The Defense Advanced Research Projects Agency recently initiated a dynamic engagement effort to uncover and explore new directions for building and deploying national security-aligned artificial intelligence and machine learning applications that people can trust without hesitation.
Through AI Forward, DARPA plans to collaborate with and help shape future research paths for the community of experts now working to make trustworthy intelligent technologies a near-term reality — and simultaneously help inform the agency’s own associated IT investment strategies going forward.
“DARPA has historically over decades, like dating back into the ’60s, made significant advancements in AI,” Dr. Matt Turek, deputy director of the agency’s Information Innovation Office, told DefenseScoop in an interview.
“Those investments, and certainly industry’s investments, have really led, I think, to the transformational change in AI we’re seeing now in the context of generative AI systems like ChatGPT. Those capabilities are very compelling and very impressive — but there’s still issues with them in the sense that they don’t have the level of reliability that we probably need, from a DOD perspective at least for mission-critical use cases, and for life or death decision-making. And so we think now is a really good time to engage with the broader community of industry and academia to talk about: What do we need to do to get to highly trustworthy AI? What are the right sort of investments to make there?
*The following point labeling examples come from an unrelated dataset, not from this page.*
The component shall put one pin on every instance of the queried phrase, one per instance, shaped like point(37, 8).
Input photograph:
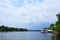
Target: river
point(28, 36)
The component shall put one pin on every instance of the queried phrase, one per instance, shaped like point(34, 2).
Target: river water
point(28, 36)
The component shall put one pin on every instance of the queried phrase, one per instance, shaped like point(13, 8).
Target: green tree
point(58, 16)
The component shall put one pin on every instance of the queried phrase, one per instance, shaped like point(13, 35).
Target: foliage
point(5, 28)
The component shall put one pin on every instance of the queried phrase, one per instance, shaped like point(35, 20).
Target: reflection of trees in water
point(55, 37)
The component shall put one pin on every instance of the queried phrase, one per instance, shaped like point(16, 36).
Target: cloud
point(22, 12)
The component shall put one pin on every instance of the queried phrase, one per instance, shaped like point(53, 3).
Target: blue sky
point(30, 14)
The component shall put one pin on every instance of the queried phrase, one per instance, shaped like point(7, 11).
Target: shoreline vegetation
point(8, 29)
point(55, 27)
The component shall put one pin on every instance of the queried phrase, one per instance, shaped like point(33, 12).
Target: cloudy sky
point(30, 14)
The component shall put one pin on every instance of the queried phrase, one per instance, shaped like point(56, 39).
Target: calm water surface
point(28, 36)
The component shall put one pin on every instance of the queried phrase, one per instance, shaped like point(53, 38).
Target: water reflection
point(55, 37)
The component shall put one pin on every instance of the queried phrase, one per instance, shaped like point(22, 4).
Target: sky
point(30, 14)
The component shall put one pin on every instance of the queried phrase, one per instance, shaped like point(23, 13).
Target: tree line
point(56, 26)
point(5, 28)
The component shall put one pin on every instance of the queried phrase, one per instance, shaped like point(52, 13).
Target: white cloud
point(28, 12)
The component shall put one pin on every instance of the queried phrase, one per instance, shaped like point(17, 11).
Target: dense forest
point(5, 28)
point(56, 26)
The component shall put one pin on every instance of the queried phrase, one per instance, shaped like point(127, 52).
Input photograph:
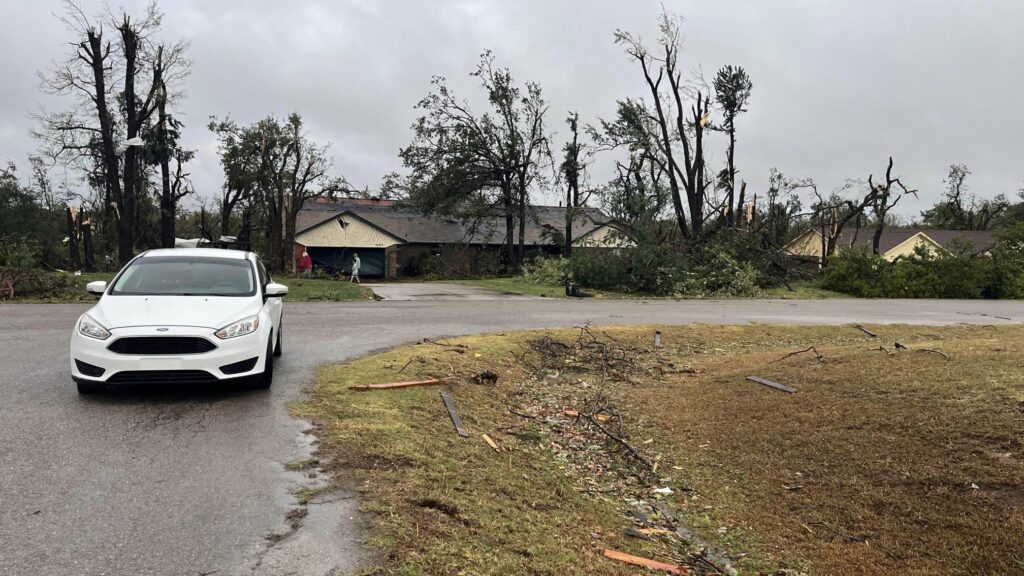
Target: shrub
point(721, 274)
point(547, 271)
point(927, 275)
point(857, 273)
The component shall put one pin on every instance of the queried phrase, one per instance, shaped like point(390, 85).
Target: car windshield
point(182, 276)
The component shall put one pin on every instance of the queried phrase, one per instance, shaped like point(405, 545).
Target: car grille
point(162, 377)
point(89, 369)
point(240, 367)
point(162, 345)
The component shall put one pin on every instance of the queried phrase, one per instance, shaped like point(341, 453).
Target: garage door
point(340, 259)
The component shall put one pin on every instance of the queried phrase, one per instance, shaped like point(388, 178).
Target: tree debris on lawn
point(866, 331)
point(446, 398)
point(491, 443)
point(646, 563)
point(770, 383)
point(393, 385)
point(485, 377)
point(818, 356)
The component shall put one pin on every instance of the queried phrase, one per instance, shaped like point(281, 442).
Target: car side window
point(264, 278)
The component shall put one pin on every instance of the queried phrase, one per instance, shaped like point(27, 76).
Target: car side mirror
point(96, 288)
point(274, 290)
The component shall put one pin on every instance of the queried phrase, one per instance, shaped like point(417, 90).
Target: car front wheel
point(266, 378)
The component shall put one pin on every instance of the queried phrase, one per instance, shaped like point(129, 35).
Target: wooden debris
point(393, 385)
point(485, 377)
point(772, 384)
point(820, 357)
point(574, 414)
point(455, 417)
point(644, 562)
point(491, 443)
point(866, 331)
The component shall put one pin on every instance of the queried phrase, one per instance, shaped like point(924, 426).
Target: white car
point(180, 316)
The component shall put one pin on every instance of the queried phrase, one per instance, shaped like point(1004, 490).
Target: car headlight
point(240, 328)
point(89, 327)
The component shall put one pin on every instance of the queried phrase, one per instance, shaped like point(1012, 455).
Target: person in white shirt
point(355, 269)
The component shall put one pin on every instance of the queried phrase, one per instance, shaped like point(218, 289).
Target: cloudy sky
point(838, 85)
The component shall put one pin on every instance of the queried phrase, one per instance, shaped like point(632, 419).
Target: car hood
point(206, 312)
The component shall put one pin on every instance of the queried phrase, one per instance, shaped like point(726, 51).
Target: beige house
point(390, 239)
point(894, 242)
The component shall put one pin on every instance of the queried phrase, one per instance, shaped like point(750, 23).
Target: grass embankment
point(320, 289)
point(885, 461)
point(519, 285)
point(70, 288)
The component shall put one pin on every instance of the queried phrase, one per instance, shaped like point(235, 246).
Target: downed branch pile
point(568, 399)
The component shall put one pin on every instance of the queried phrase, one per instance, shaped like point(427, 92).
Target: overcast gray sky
point(838, 86)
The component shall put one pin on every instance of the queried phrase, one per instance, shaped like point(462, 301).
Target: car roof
point(197, 252)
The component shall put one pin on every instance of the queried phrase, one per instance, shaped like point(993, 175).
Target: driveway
point(194, 482)
point(441, 291)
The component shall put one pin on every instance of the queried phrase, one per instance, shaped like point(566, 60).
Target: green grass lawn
point(884, 461)
point(519, 285)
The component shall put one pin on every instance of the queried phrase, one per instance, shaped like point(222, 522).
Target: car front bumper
point(247, 354)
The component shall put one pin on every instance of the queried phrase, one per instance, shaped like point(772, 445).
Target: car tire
point(266, 378)
point(88, 387)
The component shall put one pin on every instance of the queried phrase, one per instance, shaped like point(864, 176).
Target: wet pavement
point(188, 482)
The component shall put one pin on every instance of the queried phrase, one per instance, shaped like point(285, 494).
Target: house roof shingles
point(415, 228)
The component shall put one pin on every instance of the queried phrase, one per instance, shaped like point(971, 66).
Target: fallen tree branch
point(866, 331)
point(646, 563)
point(520, 414)
point(393, 385)
point(445, 344)
point(621, 441)
point(820, 357)
point(942, 354)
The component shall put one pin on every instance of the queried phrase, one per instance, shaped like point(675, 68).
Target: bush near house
point(927, 275)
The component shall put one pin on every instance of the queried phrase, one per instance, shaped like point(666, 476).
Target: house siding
point(603, 237)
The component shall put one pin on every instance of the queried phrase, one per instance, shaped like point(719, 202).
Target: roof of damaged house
point(978, 241)
point(545, 224)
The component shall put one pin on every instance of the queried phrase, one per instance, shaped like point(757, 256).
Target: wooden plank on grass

What are the right directions to go in, particularly directions that might not be driven by commercial investment?” he explained.
ChatGPT was immediately, immensely popular online when it was unleashed for public use in November 2022. The interactive chatbot, which completes diverse tasks with some accuracy and interacts with people conversationally and convincingly as it evolves, marks a tangible application of generative AI. That emerging subfield underpins the making of large language models that can generate audio, code, images, text, videos and other content when prompted by humans to do so.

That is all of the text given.